Les procureurs, en première ligne face à une vague d’émotion et de critiques suite à la mort tragique de Lyhanna, s’inquiètent de la situation actuelle du système judiciaire. Étienne Thieffry, procureur de Béthune, évoque un « système sous tension extrême » où les affaires de mœurs, de viols sur mineurs et d’autres infractions sont toutes considérées comme des priorités. Selon lui, la masse de dossiers à traiter dépasse les capacités actuelles des services d’enquête, déjà insuffisamment dotés en personnel.
Franck Rastoul, procureur général d’Aix-en-Provence, confirme cette réalité alarmante. Il souligne que le pays est confronté à un volume de procédures considérable, avec environ 3,6 millions de dossiers en attente. Beaucoup de plaintes ne sont même pas encore remontées aux parquets, ce qui complique davantage la gestion des affaires urgentes. La situation est d’autant plus préoccupante que des appels à la « mobilisation générale » ont été lancés par Gérald Darmanin, le ministre de la Justice.

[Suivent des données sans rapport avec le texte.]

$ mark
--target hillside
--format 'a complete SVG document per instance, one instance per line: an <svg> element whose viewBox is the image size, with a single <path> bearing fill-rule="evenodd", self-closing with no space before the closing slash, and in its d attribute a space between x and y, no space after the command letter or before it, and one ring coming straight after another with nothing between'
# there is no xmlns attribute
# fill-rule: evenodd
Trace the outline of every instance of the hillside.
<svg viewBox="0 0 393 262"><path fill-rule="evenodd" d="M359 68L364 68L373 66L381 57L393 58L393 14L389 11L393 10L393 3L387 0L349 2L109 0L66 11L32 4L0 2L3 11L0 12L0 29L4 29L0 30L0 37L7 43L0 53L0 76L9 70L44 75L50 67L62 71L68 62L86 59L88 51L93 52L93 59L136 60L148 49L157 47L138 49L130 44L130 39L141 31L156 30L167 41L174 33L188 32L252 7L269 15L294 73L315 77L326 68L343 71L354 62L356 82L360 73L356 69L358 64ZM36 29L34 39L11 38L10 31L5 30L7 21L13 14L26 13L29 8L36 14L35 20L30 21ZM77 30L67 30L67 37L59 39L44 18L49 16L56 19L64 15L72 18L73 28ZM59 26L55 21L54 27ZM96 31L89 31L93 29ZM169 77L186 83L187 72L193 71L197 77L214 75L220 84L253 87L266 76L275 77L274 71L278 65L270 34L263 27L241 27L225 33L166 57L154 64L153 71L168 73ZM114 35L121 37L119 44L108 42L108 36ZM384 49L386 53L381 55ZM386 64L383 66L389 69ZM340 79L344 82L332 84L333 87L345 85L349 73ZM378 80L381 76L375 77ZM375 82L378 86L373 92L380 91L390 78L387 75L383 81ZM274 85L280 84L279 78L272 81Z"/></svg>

La nécessité d’un travail de priorisation a été mise en avant. M. Rastoul précise qu’il est essentiel de déterminer quelles affaires doivent être considérées comme plus prioritaires que d’autres. Cette démarche, bien qu’importante, pourrait entraîner un traitement dégradé de certains dossiers, une réalité que les magistrats semblent accepter avec résignation.

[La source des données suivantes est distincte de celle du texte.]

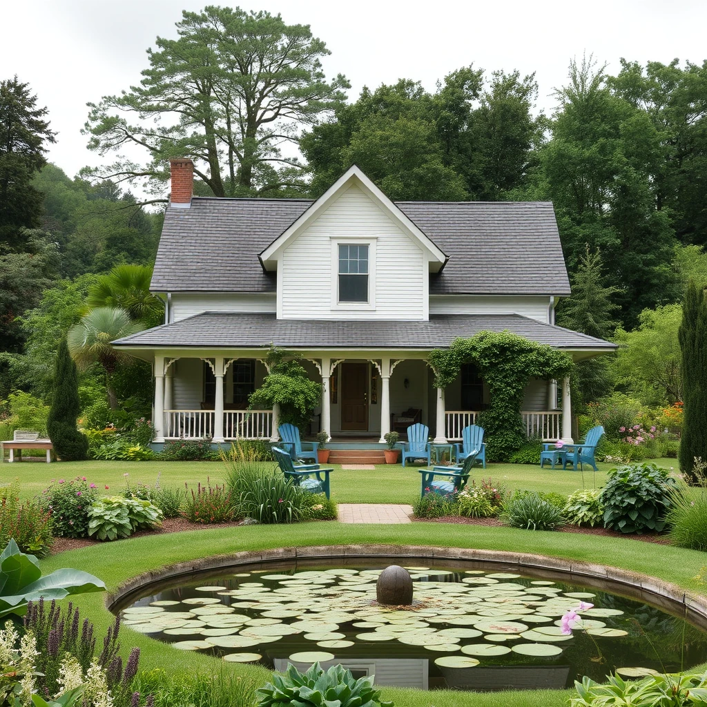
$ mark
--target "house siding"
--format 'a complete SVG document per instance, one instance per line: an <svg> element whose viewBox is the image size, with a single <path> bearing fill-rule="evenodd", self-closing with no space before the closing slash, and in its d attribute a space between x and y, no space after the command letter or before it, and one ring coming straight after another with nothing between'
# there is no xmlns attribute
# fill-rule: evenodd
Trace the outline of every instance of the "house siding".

Les critiques s’intensifient également quant aux dysfonctionnements au sein de la chaîne judiciaire. Un procureur, sous couvert d’anonymat, a évoqué des systèmes informatiques encore trop peu connectés, ce qui peut mener à des défauts d’enregistrement des cas suspects. L’absence de convocation de Jérôme B., principal suspect dans l’affaire de Lyhanna, pose question. En effet, une audition devrait être systématiquement prévue en cas de plainte pour viol sur mineur, ce qui n’a pas été le cas ici.

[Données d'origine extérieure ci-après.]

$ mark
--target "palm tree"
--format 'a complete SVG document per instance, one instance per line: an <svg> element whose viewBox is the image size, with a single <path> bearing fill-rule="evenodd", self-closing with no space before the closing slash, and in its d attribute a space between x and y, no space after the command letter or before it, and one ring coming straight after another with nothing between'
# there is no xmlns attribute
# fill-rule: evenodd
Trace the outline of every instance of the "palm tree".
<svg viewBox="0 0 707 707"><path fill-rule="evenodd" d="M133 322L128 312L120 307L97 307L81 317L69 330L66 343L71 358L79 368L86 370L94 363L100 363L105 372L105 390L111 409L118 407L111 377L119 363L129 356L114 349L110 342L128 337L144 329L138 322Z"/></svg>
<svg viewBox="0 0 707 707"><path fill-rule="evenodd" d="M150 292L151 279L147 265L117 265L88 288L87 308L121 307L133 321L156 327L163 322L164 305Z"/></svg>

La pression sur les procureurs est exacerbée par des délais d’attente pour la création de nouveaux postes. Au parquet de Béziers, par exemple, un dixième poste annoncé il y a plus d’un an ne sera pourvu qu’en septembre 2026. Les magistrats et le personnel de greffe souffrent de sous-effectifs persistants, ce qui nuit à la bonne marche de la justice.
Les procureurs interrogés soulignent également la charge accrue des priorités politiques qui leur sont imposées. Depuis 2025, les parquets ont reçu une multitude de circulaires assignant des objectifs variés, allant de la lutte contre le narcotrafic aux violences intrafamiliales. Cette accumulation de priorités, souvent sans les moyens nécessaires pour les traiter, crée une confusion et nuit à l’efficacité globale du système judiciaire.
Arnaud Faugère, procureur de Béziers, met en garde contre le fait que cette multiplication des priorités complique encore davantage la tâche des magistrats. La distinction entre « super-priorités » devient floue, ce qui peut compromettre la qualité du traitement des affaires. Les procureurs doivent également faire face à des demandes contradictoires : d’un côté, on leur demande d’être plus sévères, et de l’autre, de lutter contre la surpopulation carcérale.
Cette situation illustre non seulement une faiblesse structurelle au sein de la justice, mais aussi une crise plus large dans la gestion des affaires judiciaires en France. Les procureurs, tout en reconnaissant la légitimité de la colère de l’opinion publique, insistent sur la nécessité d’une réforme en profondeur pour faire face à ces défis croissants.
En somme, l’affaire Lyhanna révèle des problématiques systémiques qui méritent une attention immédiate. Les procureurs de la République en appellent à une réflexion collective sur les moyens à mettre en œuvre pour rétablir la confiance dans un système judiciaire en crise.